Elvan’la Aşağıokçular Mahallesi’nde karşılaşıyoruz. Tek göz bir konteynerde kalıyor. Halkevleri’nin aşevinden yemek tedarik ettiğini anlatan Elvan, günlük yaşamını şu şekilde anlatıyor “Kendimiz yapmak istesek de yemek yapacak yer bile yok. Yağmur yağdığı zaman elektrik kesiliyor, ısınmak için battaniyelerin altına geçiyoruz. Gündüzleri sokaktayız. Konteynerin içinde ayak basacak yer yok. Çocuklar okula gidiyor ancak dersleri eskiye göre zayıf.”

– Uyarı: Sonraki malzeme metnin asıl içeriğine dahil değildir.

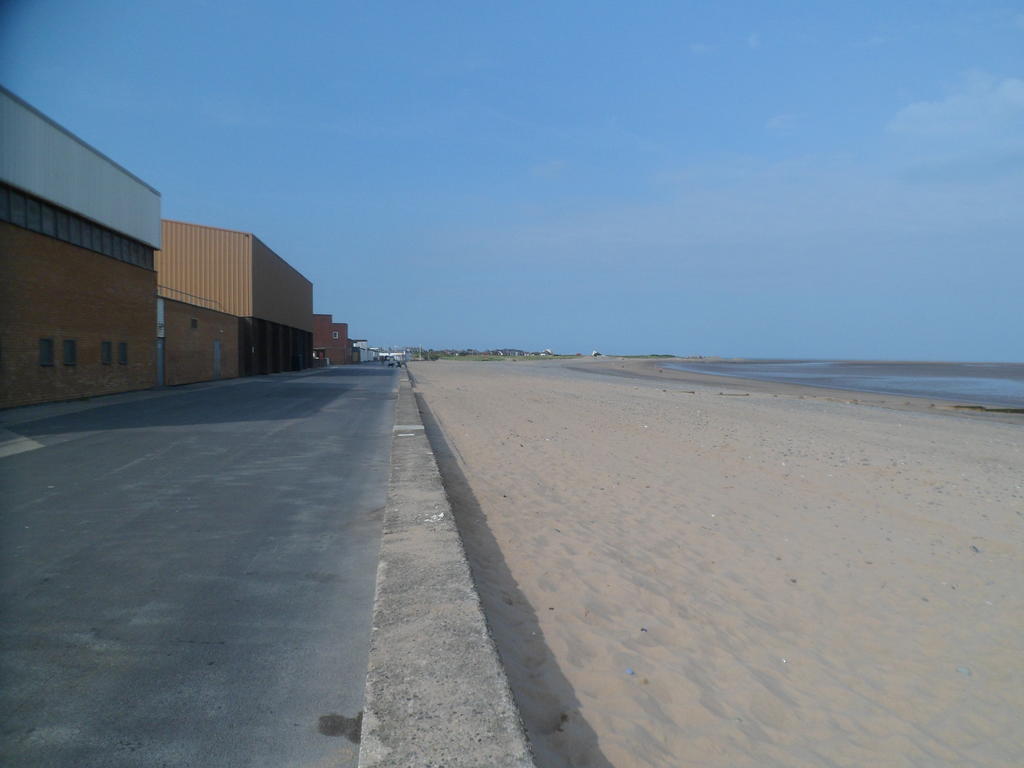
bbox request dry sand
[411,360,1024,768]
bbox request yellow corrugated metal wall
[154,219,254,317]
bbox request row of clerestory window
[0,184,153,269]
[39,338,128,368]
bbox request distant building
[0,88,161,408]
[155,220,313,376]
[352,339,378,362]
[313,314,352,366]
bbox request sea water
[664,360,1024,408]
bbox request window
[25,198,42,232]
[10,189,26,226]
[39,205,57,238]
[39,339,53,366]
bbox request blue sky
[0,0,1024,360]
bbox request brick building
[157,297,239,386]
[313,314,352,366]
[155,220,313,376]
[0,88,161,408]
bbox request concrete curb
[359,376,534,768]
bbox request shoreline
[566,356,1024,424]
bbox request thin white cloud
[888,73,1024,140]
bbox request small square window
[39,339,53,366]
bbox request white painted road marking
[0,429,43,459]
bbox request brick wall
[313,314,352,366]
[0,222,157,408]
[162,299,239,386]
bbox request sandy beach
[410,359,1024,768]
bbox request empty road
[0,366,396,768]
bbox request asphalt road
[0,366,396,768]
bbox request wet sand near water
[410,359,1024,768]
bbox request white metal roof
[0,86,161,248]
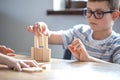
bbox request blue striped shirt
[62,24,120,64]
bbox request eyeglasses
[85,10,114,19]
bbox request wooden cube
[31,36,51,62]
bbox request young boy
[28,0,120,63]
[0,46,39,71]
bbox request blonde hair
[88,0,120,10]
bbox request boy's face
[87,1,114,31]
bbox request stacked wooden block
[31,36,51,62]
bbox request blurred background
[0,0,120,58]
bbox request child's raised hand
[27,22,49,36]
[0,45,15,56]
[68,39,89,61]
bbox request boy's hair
[88,0,120,10]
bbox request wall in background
[0,0,120,58]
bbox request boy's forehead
[87,1,109,10]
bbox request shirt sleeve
[112,39,120,64]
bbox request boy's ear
[113,10,120,20]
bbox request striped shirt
[62,24,120,64]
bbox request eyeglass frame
[84,8,115,19]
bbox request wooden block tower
[31,35,51,62]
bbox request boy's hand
[6,58,39,71]
[27,22,49,36]
[0,45,15,56]
[68,39,89,61]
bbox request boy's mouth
[89,22,97,26]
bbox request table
[0,56,120,80]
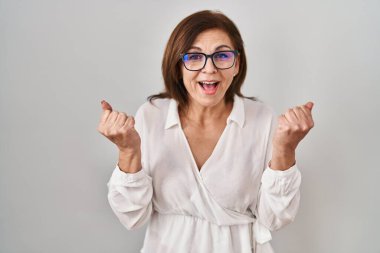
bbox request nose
[202,56,217,73]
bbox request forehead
[191,29,233,50]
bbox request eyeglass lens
[183,51,235,70]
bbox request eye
[185,54,203,61]
[214,52,234,60]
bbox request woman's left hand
[273,102,314,152]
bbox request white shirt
[107,96,301,253]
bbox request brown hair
[148,10,256,108]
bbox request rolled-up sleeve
[107,165,153,230]
[256,110,301,231]
[107,104,153,230]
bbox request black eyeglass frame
[180,50,240,71]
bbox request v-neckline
[179,115,232,175]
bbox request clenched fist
[273,102,314,151]
[97,100,141,154]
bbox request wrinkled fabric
[107,96,301,253]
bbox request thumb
[100,100,112,112]
[305,102,314,111]
[124,116,135,128]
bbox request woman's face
[181,29,239,107]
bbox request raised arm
[256,102,314,231]
[98,101,153,230]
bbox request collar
[165,95,245,129]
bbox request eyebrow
[189,45,232,51]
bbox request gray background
[0,0,380,253]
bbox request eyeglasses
[180,50,239,71]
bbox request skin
[97,29,314,173]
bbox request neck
[179,99,233,126]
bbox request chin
[192,95,224,107]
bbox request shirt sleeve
[107,104,153,230]
[256,110,301,231]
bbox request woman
[98,8,313,253]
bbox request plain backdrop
[0,0,380,253]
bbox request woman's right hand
[97,100,141,155]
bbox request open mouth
[198,82,219,95]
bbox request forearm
[269,148,296,170]
[118,151,142,173]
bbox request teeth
[200,82,218,85]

Elvan iki çocuğuna tek başına bakıyor. Ev temizliğine giderek geçimini sağlamaya çalışıyor Elvan. Depremden önce kiracı olan Elvan, depremde sağlam kalan evlerin kiraları 15 bin liraya fırladığı için ev kiralayamıyor. Kiracılara verilen 3 bin lira kira yardımı ancak temizlikten kazandığı paraya ek bir destek olabiliyor. Depremden sonra işler de azalmış. İşe gittiğinde çocuklarını komşularına bıraktığını dile getiren Elvan, “Konteyner kente gitsem kimseyi tanımıyorum. Gözüm arkada kalacak. Keşke kiralık ev bulabilsek” diyor.

‘GEÇİCİ BARINMA ALANLARI NİTELİKLİ OLMALI’

İnşaat Mühendisleri Odası Hatay Şube Başkanı İnal Büyükaşık, nitelikli geçici barınmanın sadece 20 metrekare alandan ibaret olamadığını ifade etti. Konteyner kentlerin yaz ve kış koşullarına uygun yerlerde konumlandırılmış olması gerektiğini ifade eden Büyükaşık, “Konteyner kentlerin olduğu çoğu yerde olumsuz hava koşullarından dolayı su basmaları yaşanıyor. Tek ısınma yolu olan elektrik şebekeleri depremden sonra yenilenmediğinden sürekli elektrik kesintileri yaşanıyor. Tesisatlar sağlıksız çekildiği için yangın ve elektrik çarpması vakaları görüldü. Nitelikli geçici barınma çözülmediği için kalıcı konutlar yapılana kadar insanlar çadır ya da konteynerlerde kalmaya devam ediyor” ifadelerini kullandı.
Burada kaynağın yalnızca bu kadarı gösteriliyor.